My letters ended such worries. They made all responses consistent, accurate, brief, timely, and they never admitted error; instead they expressed regret for the customer’s unfortunate experience. Most importantly, they eliminated the back-and-forth, penpal relationships that some CSRs developed with customers. It was a quick thank you, we’re addressing the issue, here’s a coupon. That seems simple, but the process itself was much more complicated.

Some corporations produce many kinds of products and services, often for a variety of audiences and users. There’s a difference between a candy bar and cleaning supplies, between home loans and bounced checks. My letters had to ring true. Different circumstances, different responses. 

I wrote dozens of openings and closings. In between them was the meat of the letter – the content – sometimes a sentence or paragraph, other times two or three paragraphs. Every sentence and paragraph, configured by proprietary software, had to flow seamlessly, logically, and meaningfully from one paragraph to another throughout the letter. Nothing was stand-alone; everything was part of a whole, so dozens of paragraphs could produce thousands of replies. Letters were signed by a desk name, i.e., the name assigned to all the CSRs handling correspondence directed to a particular “desk” for response. Obviously, that person didn’t exist and couldn’t be reached by telephone.

Everything I wrote was sacrosanct. Nothing could be changed by a CSR – not a word, spelling, punctuation mark – because all my work was reviewed and cleared by legal. A misplaced comma could change the meaning of a sentence.

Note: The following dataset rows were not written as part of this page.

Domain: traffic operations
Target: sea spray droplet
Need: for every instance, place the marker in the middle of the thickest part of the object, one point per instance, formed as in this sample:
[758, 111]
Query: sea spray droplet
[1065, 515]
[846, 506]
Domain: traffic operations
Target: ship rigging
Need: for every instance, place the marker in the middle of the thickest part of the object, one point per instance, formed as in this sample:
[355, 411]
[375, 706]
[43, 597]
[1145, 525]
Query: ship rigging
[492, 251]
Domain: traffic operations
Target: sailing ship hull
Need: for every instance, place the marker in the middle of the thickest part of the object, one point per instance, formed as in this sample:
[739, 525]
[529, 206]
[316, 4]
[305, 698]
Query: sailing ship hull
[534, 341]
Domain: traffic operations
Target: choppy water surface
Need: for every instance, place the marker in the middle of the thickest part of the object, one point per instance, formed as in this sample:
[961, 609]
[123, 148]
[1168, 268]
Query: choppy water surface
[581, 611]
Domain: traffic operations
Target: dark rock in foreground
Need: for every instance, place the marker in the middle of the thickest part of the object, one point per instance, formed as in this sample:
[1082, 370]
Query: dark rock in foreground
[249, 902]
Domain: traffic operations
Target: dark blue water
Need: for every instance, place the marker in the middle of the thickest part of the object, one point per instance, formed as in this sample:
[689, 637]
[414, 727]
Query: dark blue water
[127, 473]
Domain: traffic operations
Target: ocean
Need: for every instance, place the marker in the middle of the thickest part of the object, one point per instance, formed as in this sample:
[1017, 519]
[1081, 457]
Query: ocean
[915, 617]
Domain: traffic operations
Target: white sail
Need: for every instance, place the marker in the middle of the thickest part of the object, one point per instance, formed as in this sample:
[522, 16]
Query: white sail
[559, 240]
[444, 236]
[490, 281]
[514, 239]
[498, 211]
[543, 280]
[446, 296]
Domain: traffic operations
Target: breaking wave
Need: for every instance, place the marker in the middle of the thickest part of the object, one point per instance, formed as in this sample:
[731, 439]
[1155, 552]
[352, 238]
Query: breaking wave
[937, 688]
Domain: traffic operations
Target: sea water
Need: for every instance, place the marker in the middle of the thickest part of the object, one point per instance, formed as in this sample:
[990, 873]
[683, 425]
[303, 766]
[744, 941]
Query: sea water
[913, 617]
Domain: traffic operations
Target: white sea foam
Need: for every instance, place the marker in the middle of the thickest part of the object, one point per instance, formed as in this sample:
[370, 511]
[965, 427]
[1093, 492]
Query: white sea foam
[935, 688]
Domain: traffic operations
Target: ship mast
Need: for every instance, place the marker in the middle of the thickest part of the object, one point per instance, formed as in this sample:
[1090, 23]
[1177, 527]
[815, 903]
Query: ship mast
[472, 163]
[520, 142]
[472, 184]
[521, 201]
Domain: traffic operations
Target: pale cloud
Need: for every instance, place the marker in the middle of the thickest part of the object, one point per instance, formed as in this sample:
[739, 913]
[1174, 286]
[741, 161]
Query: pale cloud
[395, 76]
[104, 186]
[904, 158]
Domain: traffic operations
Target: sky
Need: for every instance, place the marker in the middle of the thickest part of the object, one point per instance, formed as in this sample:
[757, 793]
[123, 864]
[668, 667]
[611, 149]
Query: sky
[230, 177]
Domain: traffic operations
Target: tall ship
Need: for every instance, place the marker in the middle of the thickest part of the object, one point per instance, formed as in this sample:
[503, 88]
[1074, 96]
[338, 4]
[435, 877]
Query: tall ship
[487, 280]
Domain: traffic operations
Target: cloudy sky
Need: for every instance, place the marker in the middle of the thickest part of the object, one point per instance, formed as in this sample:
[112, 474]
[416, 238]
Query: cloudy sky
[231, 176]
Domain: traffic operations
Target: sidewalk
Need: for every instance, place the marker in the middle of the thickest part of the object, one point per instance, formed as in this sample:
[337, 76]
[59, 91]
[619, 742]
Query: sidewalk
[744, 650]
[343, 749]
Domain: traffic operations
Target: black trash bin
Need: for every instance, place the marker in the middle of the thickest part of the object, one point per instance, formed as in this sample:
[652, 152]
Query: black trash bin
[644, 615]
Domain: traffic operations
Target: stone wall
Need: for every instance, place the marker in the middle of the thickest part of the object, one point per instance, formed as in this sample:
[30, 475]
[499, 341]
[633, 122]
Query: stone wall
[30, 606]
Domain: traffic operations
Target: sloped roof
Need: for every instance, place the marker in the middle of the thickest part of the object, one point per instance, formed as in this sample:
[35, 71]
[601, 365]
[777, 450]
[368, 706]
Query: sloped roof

Each letter had to be grammatically correct and understandable throughout every region of the country. Because some people may read a response letter aloud to others, especially on the phone, I avoided some sounds, such as sequential plosives (b, d, g, k, p, t) and sibilants (soft c, s, sh, z) so that the reader wouldn’t stumble when sharing their letter.

I learned from my writing assignments the meaning of foods’ mouth feel, importance of touch/feel, allowable percentages of rodent droppings and hair in consumables, and differences between corporate assumptions and customers’ perceptions. For example, banks’ use of “debit” and “credit” are  the exact opposite from their customers’ understanding of those terms.

A word about refunds and coupons. Customers, especially those who expect a check for whatever reason, usually receive refund coupons instead. Giving customers cash is cumbersome and not in the corporation’s financial interest; sending coupons is. About 2 percent or fewer coupons, regardless of value, are redeemed.

Nowadays most company contact is online. The process changed, but the responses remain carefully controlled.